While we’ll see many technologies continue to evolve and certain processes targeted for improvement, he believes manual picking and paper-based picking operations are scenarios ripe for improvement using modern technology. In today’s uneasy economic waters, cost is top-of-mind for most organisations – with ROI being a shining metric.  Reliant on manual labour, businesses using paper-picking processes have an immense amount to gain through the adoption of more automated systems, especially autonomous mobile robots (AMR’s).  He suspects we’ll see more organisations look to optimise their use of warehouse management systems to assess spend, determine operational impact, and map out a path forward to technological expansion. Leaders hesitant to change will run into roadblocks and unexpected challenges, which we already saw first-hand when the COVID-19 pandemic struck.


He believes that in 2024, organisations that invest in up-leveling their supply chain operations will be well-equipped to achieve continuity and maintain satisfied customers.
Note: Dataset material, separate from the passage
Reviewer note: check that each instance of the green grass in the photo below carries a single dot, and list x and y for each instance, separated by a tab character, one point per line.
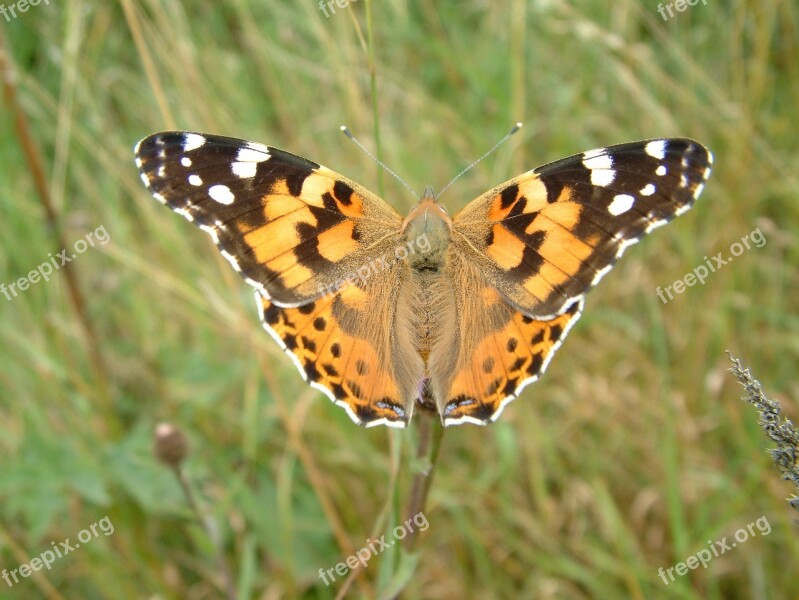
632	452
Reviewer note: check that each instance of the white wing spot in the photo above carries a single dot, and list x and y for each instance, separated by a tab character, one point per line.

AI can refresh many parts of the supply chain and, in his opinion, refining the slotting processes is a perfect place to start. By applying AI to slotting, businesses can leverage savvy algorithms that understand order profiles/seasonality and attach the information to a system that would dynamically re-slot the operation. This would be transformative to businesses challenged with the pace of peak season, especially as customers are antsy for their shipments. A recent survey by Körber Supply Chain found 88% of consumers use apps/websites to track their packages that are in transit, with the majority (47%) tracking their packages once daily until arrival. This brings me to my next AI use case. 


There is a massive opportunity for AI in telematics. This technology can be used to give the tracking-obsessive customers the data they so desire, beyond the location of the vehicle. While the warehouse assets are completely connected upstream and downstream, we’re lacking the connective tissue – which is robbing us of the holistic picture of the data set. As we look to 2024, AI will begin to tie the mountains of available data together in a beneficial way, finding patterns where earlier modeling might miss an opportunity.